“Not your boss, just tell me he’s not your boss.” Sarah’s tone contains something: an accusation, but also titillation.
“My bosses are women, obviously. No man has ever been a boss at a cookbook publisher. He’s a temp,” she says, whispering it, not like it’s a swear word, like it’s a bad one: cancer, or holocaust.
“That’s a no-no, right?” Sarah says, suddenly herself.
“I don’t know,” Lauren says. “I think office romance sounds so 1960s. Kissing secretaries and all that. He seems nice.”
“Then what’s the problem, precisely?”
“I don’t know if fucking the temp is the way to climb the ladder, exactly.” Lauren coughs.
“If he’s a temp, stupid, that means temporary. It’s not for life. You’re an editor, not a justice of the Supreme Court.”
“I just have to time this right, I guess,” Lauren says, grateful for Sarah’s omission of her titular “associate.” “You know how terrible I am at keeping a secret.”
“Well, I don’t know, I don’t think you’ve ever kept one from me. But maybe you have and you’re secretly great at it? Anyway, just try a little discretion. Poker faces. Speaking of the Supreme Court, one of them is here tonight.”
“Which one?”
“Not one of the good ones.”
“Oh.” Lauren has long since learned there’s little point talking politics under this roof. It’s discussed, of course, but you don’t talk, you listen. Huck’s conservatism is so deeply felt he’s only ever bemused by dissent, and bemusement is the most infuriating response in any kind of conversation. He’s an asshole. “Forget I said anything. It’s nothing. He’s no one. He’s a temp.” Lauren’s temporarily forgotten what is real and what she imagined. She’s stoned. “I was distracted. Sorry for not calling. I was coming. I came. I’m here. Should we go downstairs?”
“Probably,” Sarah says.
In the distressingly pink—toilet, shower, tiles—bathroom, they find a toothbrush, reason it must be Sarah’s, and take turns with it, using a very old tube of Aquafresh that must be prodded and coaxed back into pliability but they figure is probably not poisonous. Sarah wets the corner of a towel, dabs at her eyes, then has to reapply her eye makeup. Lauren sniffs at the dozens of perfume bottles, almost every scent a memory. There’s a cologne they’d stolen from Huck, they thought it so outré to wear a man’s fragrance, something amber, in a bottle shaped like a lozenge, or a stone from a riverbed. She sprays a bit on her wrist, rubs the one against the other, dabs it in the general direction of her armpits, and behind her ears. Mint on her breath, musk on her breasts, she feels ready for the party. Forget the temp: Maybe she’ll meet a man, some ambitious, not-too-sycophantic sort with a very specific goal in life, like to be, say, the secretary of agriculture. You meet that sort of person at the kind of parties Huck and Lulu throw. She wouldn’t mind. She would be happy to be spared having to do anything herself. She could be a trophy wife, or she could have been. At thirty-two you’re not a trophy wife. You’re a plaque wife, a certificate-of-participation wife.
Sarah has freshened her breath but mangled her eyes. She’s got her shoes back on, adding three inches—in shoes her taste is unassailable. They’re sexy: pointed, aerodynamic, gleaming, expensive. They are shoes that make a commanding clack on the floor, shoes to be reckoned with, less shoes than an actual stage on which you can strut and preen and act the role of a woman who must be taken seriously.
“Did you see Mom and Papa yet?”
Lauren shakes her head. Sarah is gripping her arm as they walk down to the party. There’s no line for the second-floor powder room anymore. There’s music coming up from downstairs, and voices, and because it’s summer, the party will have spilled into the basement kitchen and out into the garden.
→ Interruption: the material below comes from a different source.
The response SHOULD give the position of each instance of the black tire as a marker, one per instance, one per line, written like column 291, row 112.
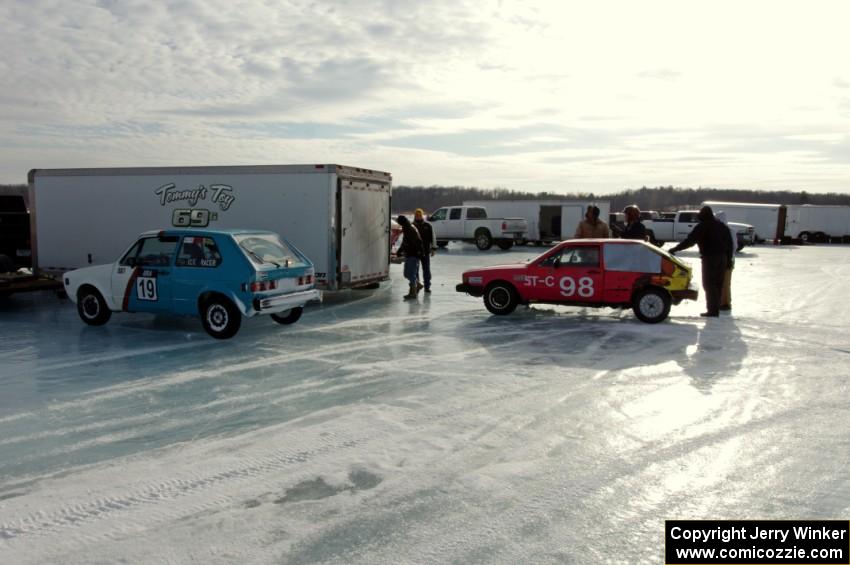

Lulu likes a party where the guests gather in the kitchen; she doesn’t mind them seeing the hired waiters and the chef and only engages caterers who don’t mind being looked at, wielding skewers of satay while prestigious personages squeeze past, behind the stove and around the island and out the French doors. To Lulu, the effect is magic—it’s showmanship.
“God, you smell fantastic,” Sarah says, and they are in the foyer, and there’s Huck, grinning his grin, comfortable, knowing, holding his drink, and calling them girls, my girls, and they are that for a minute, girls again.
Huck is not very tall but seems massive; Huck is not fat but seems so. Huck’s natural tone of voice is loud, but because when he speaks, everyone else stops speaking to hear what he’s going to say, it seems he’s always shouting. That’s probably why he’s so successful, his ability to shut other people up simply by speaking.